By presenting views from both sides of the spectrum, cinema helps to bridge the gap between extremes and point the homosexuality needle toward generally acceptable. I Now Pronounce You Chuck and Larry is the latest entry in the effort to solidify the commonality of same-sex relationships and trumpet their parity.
In the same breath, Chuck and Larry is Hollywood’s comedy “coming out” party. Although many full-length features have ventured into the realm of gay interest, Chuck and Larry is one of the few films to depict homosexual stereotypes from a heterosexual point of view and add a humorous twist.

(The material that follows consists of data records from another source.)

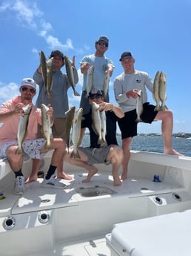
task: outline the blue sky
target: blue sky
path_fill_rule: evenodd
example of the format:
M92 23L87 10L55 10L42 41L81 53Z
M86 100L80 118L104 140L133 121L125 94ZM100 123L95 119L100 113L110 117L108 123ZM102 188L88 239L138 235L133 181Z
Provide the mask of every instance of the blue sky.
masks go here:
M153 79L158 70L167 74L166 105L173 112L173 132L191 133L190 16L190 0L1 0L0 104L18 94L23 78L33 76L40 50L47 56L55 49L70 59L76 56L79 70L82 57L94 53L95 41L106 35L110 39L106 56L115 66L110 101L116 104L113 85L123 72L120 55L130 50L135 69ZM78 73L76 89L81 93ZM72 89L68 96L70 105L78 107L80 97ZM139 123L138 132L161 133L161 122Z

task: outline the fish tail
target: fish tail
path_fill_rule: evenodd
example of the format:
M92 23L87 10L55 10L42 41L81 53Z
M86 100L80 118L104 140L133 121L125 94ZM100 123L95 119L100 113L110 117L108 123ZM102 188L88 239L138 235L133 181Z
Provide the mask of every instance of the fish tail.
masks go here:
M75 96L80 96L80 94L76 90L74 90L73 93Z
M53 98L53 96L51 93L47 93L47 98L50 99L52 99Z
M53 148L50 142L47 142L46 145L45 145L45 148L47 148L47 149L52 149Z
M23 149L21 147L18 147L16 151L16 154L23 154Z
M154 108L154 111L159 111L160 108L161 108L160 107L155 106L155 108Z
M76 151L75 151L73 150L73 152L70 154L70 157L73 158L73 159L81 159L78 150L76 150Z

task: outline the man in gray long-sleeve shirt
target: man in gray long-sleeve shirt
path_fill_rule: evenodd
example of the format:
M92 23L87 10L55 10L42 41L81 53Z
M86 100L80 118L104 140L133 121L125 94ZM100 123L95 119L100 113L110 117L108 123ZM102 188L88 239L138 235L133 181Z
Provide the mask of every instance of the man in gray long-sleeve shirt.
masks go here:
M137 135L136 104L138 92L142 91L143 111L141 119L143 122L152 123L162 121L161 131L164 137L164 153L181 155L172 147L172 133L173 125L172 113L170 110L155 111L155 106L147 102L147 88L152 93L153 82L146 72L135 70L135 59L131 52L121 54L119 59L124 72L118 76L113 84L115 99L124 112L124 117L118 120L121 131L122 148L124 151L123 172L121 180L127 179L127 166L130 158L130 144L132 138Z
M36 100L36 105L41 108L41 104L47 105L50 104L53 108L54 124L52 127L54 138L62 138L66 143L66 114L65 112L69 109L67 90L71 86L68 81L67 76L61 71L61 68L64 65L64 54L58 50L53 50L50 58L53 58L53 86L51 89L52 98L48 99L45 93L45 86L43 82L41 65L38 66L33 75L33 79L39 86L39 93ZM75 56L73 59L73 67L75 67ZM73 70L74 82L78 82L78 72L76 68ZM40 136L40 135L39 135ZM41 137L41 136L40 136ZM64 156L61 163L57 167L57 177L61 179L71 180L72 177L67 175L63 171ZM37 173L41 164L39 160L36 160L35 168L27 180L31 182L37 180Z

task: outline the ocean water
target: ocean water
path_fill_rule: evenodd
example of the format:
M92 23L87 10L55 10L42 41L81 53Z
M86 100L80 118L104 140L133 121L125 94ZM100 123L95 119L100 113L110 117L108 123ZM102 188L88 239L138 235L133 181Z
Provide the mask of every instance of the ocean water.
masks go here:
M121 135L117 135L118 145L121 146ZM191 138L172 138L172 147L179 153L187 157L191 157ZM83 140L83 146L90 145L89 134L85 134ZM151 152L164 152L162 136L136 136L133 137L131 144L132 150L138 150Z

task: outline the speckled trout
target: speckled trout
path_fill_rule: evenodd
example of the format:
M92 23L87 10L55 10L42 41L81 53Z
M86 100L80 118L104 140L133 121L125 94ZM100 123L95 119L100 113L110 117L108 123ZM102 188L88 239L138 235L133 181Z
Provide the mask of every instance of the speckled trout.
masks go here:
M20 116L18 131L17 140L19 142L18 149L16 154L23 154L22 142L27 134L27 126L29 122L29 116L32 110L32 105L28 104L26 107L22 108L24 114Z
M141 90L139 90L137 93L138 98L137 98L137 104L136 104L136 114L137 118L135 119L136 122L142 122L141 118L141 115L143 113L143 92Z
M73 126L73 117L76 111L76 107L70 107L70 108L65 112L67 115L67 121L66 121L66 142L67 148L70 147L70 131Z
M74 76L73 76L73 69L74 67L72 66L72 62L69 59L69 57L65 55L64 56L64 62L65 62L65 67L66 67L66 72L68 81L72 86L73 90L73 93L75 96L79 96L80 94L76 91L75 88L75 82L74 82Z
M50 126L50 116L47 114L49 108L44 104L41 104L41 134L47 142L45 145L46 149L52 148L50 142L50 137L52 136L52 130Z
M164 72L161 71L160 73L160 77L159 77L159 90L158 90L158 95L161 102L161 105L160 108L161 111L165 111L166 109L168 109L165 105L165 101L167 99L166 91L167 91L166 75Z
M51 99L53 98L51 90L53 87L53 57L47 61L47 86L45 93L47 94L47 98Z
M44 81L45 88L47 88L47 59L44 52L41 50L40 53L40 63L41 69L41 75Z
M80 155L78 151L78 145L80 140L81 134L81 116L83 113L83 108L80 108L75 111L73 122L73 131L72 131L72 143L73 146L73 151L71 153L70 157L74 159L80 159Z
M86 91L87 91L87 97L89 96L90 91L93 88L93 72L94 66L90 66L88 68L87 73L87 80L86 80Z
M160 78L160 71L157 71L154 82L153 82L153 97L155 102L156 102L156 106L155 108L155 111L158 111L160 110L160 98L159 98L159 78Z

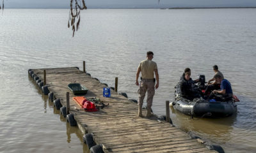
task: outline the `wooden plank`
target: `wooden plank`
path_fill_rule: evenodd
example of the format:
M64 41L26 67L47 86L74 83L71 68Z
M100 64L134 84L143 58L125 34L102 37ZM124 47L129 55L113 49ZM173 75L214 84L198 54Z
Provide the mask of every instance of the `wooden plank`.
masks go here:
M84 95L86 97L97 97L105 104L109 103L98 112L86 112L72 100L72 98L77 96L71 92L69 94L70 113L74 114L79 127L93 133L97 143L108 146L106 152L215 152L179 128L167 122L159 122L156 117L137 117L137 104L113 90L111 97L104 98L102 88L106 85L77 68L33 71L42 80L44 69L47 71L49 89L61 99L63 105L67 105L67 92L70 92L67 85L74 82L88 89L87 94ZM145 112L143 109L143 113Z

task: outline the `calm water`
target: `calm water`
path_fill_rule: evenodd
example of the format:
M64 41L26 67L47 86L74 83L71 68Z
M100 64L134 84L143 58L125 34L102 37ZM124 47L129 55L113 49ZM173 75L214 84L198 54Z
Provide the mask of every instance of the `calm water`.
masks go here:
M88 10L72 38L67 10L6 10L0 16L0 152L86 152L82 133L66 124L29 80L29 68L78 66L137 99L139 62L154 52L160 85L153 110L165 113L184 69L213 75L218 64L240 99L226 119L173 123L226 152L256 150L256 9Z

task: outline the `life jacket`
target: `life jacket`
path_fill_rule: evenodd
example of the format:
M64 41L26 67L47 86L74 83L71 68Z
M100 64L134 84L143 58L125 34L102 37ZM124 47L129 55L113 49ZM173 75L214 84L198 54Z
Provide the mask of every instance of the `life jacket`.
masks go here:
M83 101L83 108L84 108L84 111L86 112L96 112L98 110L95 107L95 105L90 101L88 101L84 99Z

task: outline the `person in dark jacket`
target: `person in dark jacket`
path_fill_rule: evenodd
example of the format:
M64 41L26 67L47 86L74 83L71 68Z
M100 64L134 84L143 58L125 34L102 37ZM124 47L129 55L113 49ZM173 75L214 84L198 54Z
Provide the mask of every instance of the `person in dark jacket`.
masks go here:
M181 81L183 80L185 80L185 73L186 73L186 72L189 72L189 73L191 73L191 71L190 70L190 68L186 68L184 69L184 72L183 74L180 76L180 82L181 82ZM192 79L190 80L190 82L191 82L192 84L197 83L197 82L198 82L198 81L199 81L199 79L196 79L196 80L193 80Z
M212 66L212 68L213 71L215 73L214 76L216 75L220 75L221 76L222 79L224 79L224 76L222 74L222 73L218 70L218 66L214 65ZM210 79L207 82L208 85L205 89L205 95L209 95L211 93L211 92L212 92L213 90L218 90L220 89L220 82L218 82L215 80L214 76L213 76L212 78ZM211 82L212 81L214 82L212 83L211 83Z
M193 81L190 78L190 72L186 72L184 79L180 80L180 94L182 97L192 101L195 98L200 98L201 95L197 91L193 89Z
M214 99L216 101L228 101L232 99L233 91L231 84L227 79L224 79L221 75L217 74L214 79L220 84L220 90L214 90L211 92L208 99Z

Following the death of his wife, New York City firefighter Larry Valentine (Kevin James) must name a new beneficiary to ensure that his children will be cared for in the event of Larry’s death on the job. Considering Larry saved his best friend and coworker Chuck Levine (Adam Sandler) from a tragic fall, Larry asks Chuck to return the favor in the form of filing for a domestic partnership. However, the partnership involves more than Chuck and Larry initially bargained for.
What started as a way to cheat the system for benefits and seemed as simple as forwarding Chuck’s mail to Larry’s address quickly elevates into being inspected by insurance inspector Clint Fitzer (Steve Buscemi) and counseled by drop-dead gorgeous attorney Alex McDonough (Jessica Biel). With Larry’s pension on the line, Chuck and Larry attempt to convince the world that they are a legitimate gay couple.

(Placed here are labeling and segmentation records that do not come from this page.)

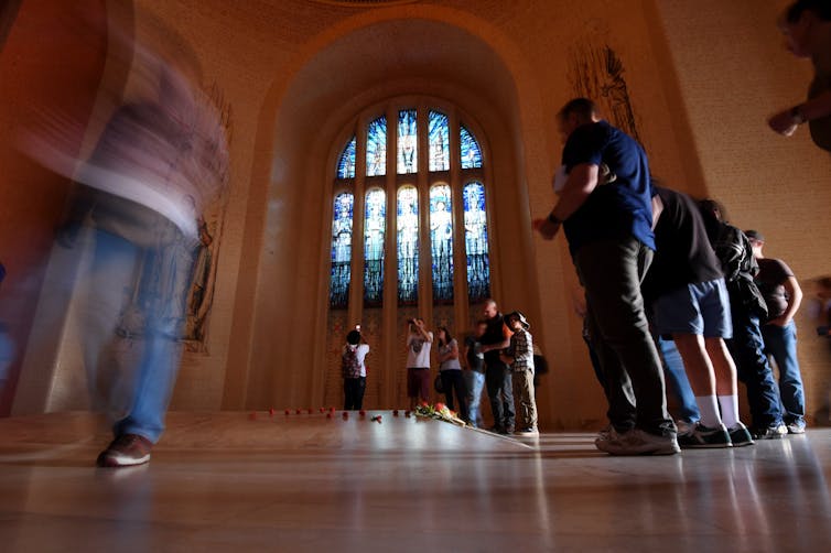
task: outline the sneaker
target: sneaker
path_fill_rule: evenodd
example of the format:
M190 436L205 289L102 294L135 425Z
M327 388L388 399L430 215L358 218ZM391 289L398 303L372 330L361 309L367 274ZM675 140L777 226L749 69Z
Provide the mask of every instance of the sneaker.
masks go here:
M678 445L682 448L694 447L730 447L730 433L723 424L714 429L698 423L692 432L678 435Z
M756 429L753 432L753 437L756 440L780 440L788 433L788 427L784 422L775 422L766 429Z
M805 421L788 423L788 434L805 434Z
M678 420L676 421L676 427L678 429L678 435L681 434L689 434L690 432L693 432L695 430L695 425L698 424L698 421L682 421Z
M99 467L131 467L150 460L153 444L138 434L121 434L104 449L96 464Z
M727 432L730 432L730 441L733 443L733 447L742 447L756 443L753 441L751 431L741 422L737 422L735 426L727 429Z
M609 455L674 455L681 453L674 434L657 435L644 432L639 429L630 430L609 440L595 441L595 445L602 452ZM598 443L600 442L600 443Z

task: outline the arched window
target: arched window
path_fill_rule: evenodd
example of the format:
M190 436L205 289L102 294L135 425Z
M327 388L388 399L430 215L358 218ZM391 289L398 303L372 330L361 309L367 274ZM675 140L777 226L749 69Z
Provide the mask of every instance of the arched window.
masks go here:
M392 134L388 132L388 117L397 119ZM486 183L483 151L479 141L456 117L433 107L407 107L376 112L357 126L341 148L335 167L338 192L334 198L332 221L332 276L330 306L346 308L353 263L353 241L363 236L363 299L365 307L380 307L384 291L392 285L399 306L418 305L420 290L429 290L433 305L453 304L460 294L468 302L490 295L489 234L487 223ZM419 155L420 132L424 132L427 153ZM451 154L456 148L457 158ZM396 174L387 175L395 152ZM356 178L358 152L366 159L365 174ZM456 163L454 167L453 164ZM419 177L424 172L427 178ZM423 183L427 182L427 187ZM456 184L453 184L453 183ZM354 195L363 195L363 213L356 214L361 227L353 236ZM386 188L386 189L385 189ZM395 193L396 225L392 242L388 241L387 194ZM421 204L422 198L425 199ZM458 206L456 206L458 204ZM421 218L421 209L428 212ZM424 221L423 228L421 221ZM458 228L456 228L458 227ZM464 248L454 245L464 243ZM422 245L428 250L422 249ZM358 242L358 248L360 243ZM386 282L387 251L395 249L396 281ZM457 251L460 250L461 251ZM430 256L430 259L420 259ZM420 267L427 262L429 273ZM466 290L456 290L454 271L465 271ZM420 279L429 278L427 289Z
M370 346L365 404L406 404L408 322L463 336L492 291L489 154L478 127L445 100L367 108L332 148L325 403L343 393L342 348L360 325ZM355 276L353 279L353 276Z
M387 231L387 195L380 188L366 194L364 219L364 305L384 302L384 239Z
M352 274L352 210L355 198L344 192L335 196L332 218L332 274L330 306L344 308L349 303L349 276Z
M485 185L478 182L466 184L463 197L467 295L473 303L490 296L490 258L487 247Z
M446 184L430 188L430 251L433 258L433 303L452 303L453 210Z
M398 191L398 304L419 300L419 192L415 186Z

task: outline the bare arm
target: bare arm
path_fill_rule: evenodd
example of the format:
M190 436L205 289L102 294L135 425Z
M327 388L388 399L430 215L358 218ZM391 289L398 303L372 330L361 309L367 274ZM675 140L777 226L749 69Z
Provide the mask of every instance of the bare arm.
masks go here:
M560 230L561 223L580 209L580 206L597 187L598 171L600 167L593 163L581 163L572 167L551 215L533 221L533 228L542 235L542 238L551 240Z
M785 310L785 313L783 313L778 317L771 318L767 323L769 325L787 325L794 319L794 315L796 315L797 310L799 310L799 305L802 303L802 289L799 288L799 282L797 281L796 276L788 276L788 280L786 280L783 285L785 286L785 291L788 293L788 308Z
M824 91L805 104L779 111L767 124L779 134L790 137L801 123L831 116L831 90Z

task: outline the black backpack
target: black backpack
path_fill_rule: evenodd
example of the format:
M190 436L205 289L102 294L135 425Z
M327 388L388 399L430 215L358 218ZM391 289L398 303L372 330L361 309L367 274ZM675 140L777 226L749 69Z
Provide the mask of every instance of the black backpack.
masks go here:
M360 378L360 361L357 346L346 346L341 358L341 372L344 378Z

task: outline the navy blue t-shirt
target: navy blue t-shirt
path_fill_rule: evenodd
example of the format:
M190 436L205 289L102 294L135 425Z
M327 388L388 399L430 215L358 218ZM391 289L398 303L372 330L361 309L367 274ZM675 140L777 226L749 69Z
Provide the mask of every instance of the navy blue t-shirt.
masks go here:
M581 163L605 163L617 178L598 184L563 223L571 253L587 242L629 236L654 250L652 189L640 144L606 121L586 123L571 133L562 155L566 172Z

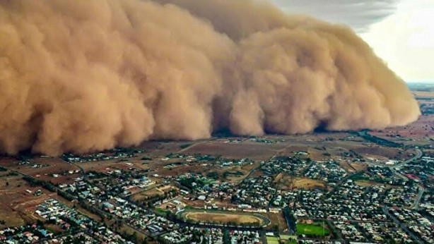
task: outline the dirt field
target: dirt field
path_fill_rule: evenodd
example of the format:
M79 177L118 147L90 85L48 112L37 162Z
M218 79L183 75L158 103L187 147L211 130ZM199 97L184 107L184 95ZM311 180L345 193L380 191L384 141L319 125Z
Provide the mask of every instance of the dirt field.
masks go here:
M349 173L365 171L368 169L368 164L352 164L341 161L339 165Z
M245 224L251 223L257 223L257 224L263 224L264 221L259 217L247 215L247 214L225 214L218 212L187 212L184 217L187 219L191 219L195 221L207 222L207 223L236 223L237 224Z
M43 193L35 196L33 193L37 190L41 190ZM0 224L0 229L9 226L20 226L37 219L34 214L35 207L52 195L56 193L39 187L31 187L21 176L0 178L0 219L6 221L4 226Z
M288 230L286 220L281 212L278 214L269 212L266 216L271 221L270 225L267 226L267 228L273 229L274 227L277 225L280 231L286 231L286 230Z
M317 188L325 188L325 182L313 180L308 178L292 177L283 173L278 174L274 178L279 188L282 190L291 189L314 189Z
M151 197L163 195L165 193L167 193L173 188L174 187L172 185L152 188L149 190L133 195L133 200L141 201Z

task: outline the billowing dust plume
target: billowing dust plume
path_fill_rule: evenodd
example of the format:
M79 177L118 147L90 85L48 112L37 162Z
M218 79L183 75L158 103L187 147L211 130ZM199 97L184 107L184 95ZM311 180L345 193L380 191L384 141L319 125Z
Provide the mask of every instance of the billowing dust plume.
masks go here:
M0 1L0 151L58 154L402 126L406 85L349 28L247 0Z

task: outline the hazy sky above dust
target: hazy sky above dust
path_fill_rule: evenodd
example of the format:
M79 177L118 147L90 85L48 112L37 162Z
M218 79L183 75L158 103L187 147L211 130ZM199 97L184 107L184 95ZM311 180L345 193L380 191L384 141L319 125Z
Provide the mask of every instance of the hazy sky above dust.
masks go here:
M272 0L353 28L406 81L434 82L434 0Z

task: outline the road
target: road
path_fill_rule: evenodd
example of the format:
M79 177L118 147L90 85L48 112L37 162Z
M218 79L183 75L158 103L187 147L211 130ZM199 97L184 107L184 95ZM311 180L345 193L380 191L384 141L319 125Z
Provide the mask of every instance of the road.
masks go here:
M423 193L425 193L425 191L426 190L423 188L423 186L419 185L419 193L418 193L418 195L416 197L416 200L414 201L414 203L413 204L413 206L411 206L411 207L414 209L418 210L419 209L419 202L421 202L421 199L422 198L422 196L423 195Z
M392 219L396 224L397 224L399 227L401 227L402 230L404 230L404 231L405 231L408 235L409 235L413 240L414 240L417 243L422 243L421 240L417 236L416 236L416 235L414 235L413 232L410 231L410 230L409 230L409 228L405 224L401 223L398 220L398 219L395 218L394 216L392 215L389 212L389 209L387 209L386 207L383 207L382 210L385 212L385 214L389 216L389 217Z
M406 164L407 164L409 163L411 163L411 162L414 161L416 159L420 159L422 157L422 155L423 154L423 153L422 152L422 151L420 149L416 149L416 154L414 157L412 157L412 158L411 158L409 159L407 159L407 160L403 161L401 164L397 164L396 165L390 166L390 168L391 169L397 169L397 168L400 167L401 166L406 165Z

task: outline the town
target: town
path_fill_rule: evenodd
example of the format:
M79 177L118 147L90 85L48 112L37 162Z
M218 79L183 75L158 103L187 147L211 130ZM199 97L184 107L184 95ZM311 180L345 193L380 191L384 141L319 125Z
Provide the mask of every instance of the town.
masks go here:
M423 104L404 128L4 155L0 243L433 243Z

Most likely, the general public would agree that straight men pretending to be gay provides for clever banter. Yet, when the motion picture is a Happy Madison production, the results are typical. The players are the same, the obligatory side characters are expected, and the laughs are average. Fortunately, the cast comes in handy in upping the film’s funniness. Unfortunately, the laughs are mostly a result of delivery, not material.
Yes, the names James, Sandler, and Buscemi guarantee a few belly laughs, but additional chuckles come from cameos by Rachel Dratch, David Spade, Lance Bass, Dave Matthews, and Dan Patrick. Ving Rhames shines as a masculine, newly-gay firefighter, while Jessica Biel exudes a ton of charm and sex appeal as Sandler’s love interest. Still, as the cast bodes well, the film falls short of expectations.

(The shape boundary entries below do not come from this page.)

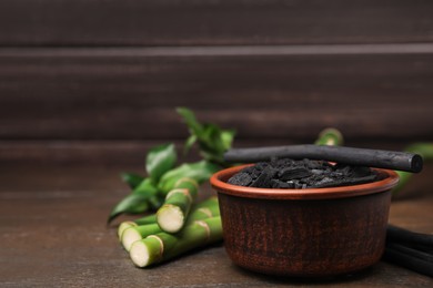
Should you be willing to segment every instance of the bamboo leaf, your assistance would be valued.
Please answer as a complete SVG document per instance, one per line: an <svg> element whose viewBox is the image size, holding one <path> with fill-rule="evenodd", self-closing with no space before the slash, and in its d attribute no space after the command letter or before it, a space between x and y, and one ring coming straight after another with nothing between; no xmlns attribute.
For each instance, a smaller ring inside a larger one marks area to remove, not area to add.
<svg viewBox="0 0 433 288"><path fill-rule="evenodd" d="M198 142L200 154L204 160L223 164L223 154L232 145L234 131L222 130L211 123L201 124L194 113L185 107L179 107L178 113L183 117L191 133L185 143L185 151Z"/></svg>
<svg viewBox="0 0 433 288"><path fill-rule="evenodd" d="M120 177L124 183L127 183L132 189L135 188L144 177L134 174L134 173L121 173Z"/></svg>
<svg viewBox="0 0 433 288"><path fill-rule="evenodd" d="M145 169L151 179L158 183L159 178L174 166L177 158L172 143L159 145L149 151L145 158Z"/></svg>
<svg viewBox="0 0 433 288"><path fill-rule="evenodd" d="M114 218L120 216L121 214L138 214L145 212L149 208L148 195L140 194L130 194L118 205L114 206L110 216L108 218L108 223L110 224Z"/></svg>
<svg viewBox="0 0 433 288"><path fill-rule="evenodd" d="M236 132L234 130L223 130L221 131L221 142L224 147L224 152L232 147L233 138Z"/></svg>
<svg viewBox="0 0 433 288"><path fill-rule="evenodd" d="M197 142L195 134L189 136L188 140L185 141L185 144L183 145L183 154L187 154L191 150L192 145L194 145L195 142Z"/></svg>
<svg viewBox="0 0 433 288"><path fill-rule="evenodd" d="M208 161L182 164L181 166L169 171L168 173L162 175L158 187L159 191L161 191L162 193L168 193L173 188L174 184L183 177L193 178L198 183L203 183L204 181L208 181L212 176L212 174L218 172L219 169L219 165L215 165Z"/></svg>

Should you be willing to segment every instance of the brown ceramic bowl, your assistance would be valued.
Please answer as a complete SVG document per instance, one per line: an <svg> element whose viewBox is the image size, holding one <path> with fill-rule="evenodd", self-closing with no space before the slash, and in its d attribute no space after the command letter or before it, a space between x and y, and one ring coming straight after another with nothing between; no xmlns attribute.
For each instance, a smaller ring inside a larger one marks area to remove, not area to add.
<svg viewBox="0 0 433 288"><path fill-rule="evenodd" d="M224 246L246 269L283 276L349 274L380 260L385 245L393 171L383 179L341 187L253 188L226 181L244 168L215 173Z"/></svg>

When the plot spirals into a courtroom trial, Chuck and Larry goes beyond being a vehicle to brew gay gags; it begins to preach tolerance. How is it that a feature can bash gay love one second, and then defend it with pride the next? This is what makes Chuck and Larry more of a movement to build awareness that the word “faggot” is derogatory than a full-fledged comedy.
Sadly, the storyline is a gimmick from beginning to end, and it’s entirely based on a sham. Director Dennis Dugan attaches the same style he used to direct The Benchwarmers and downgrades Chuck and Larry. The bottom-line is this: what could have worked doesn’t. To cheat the world of benefits/insurance is fraud, and to cheat viewers on more than one level is the same.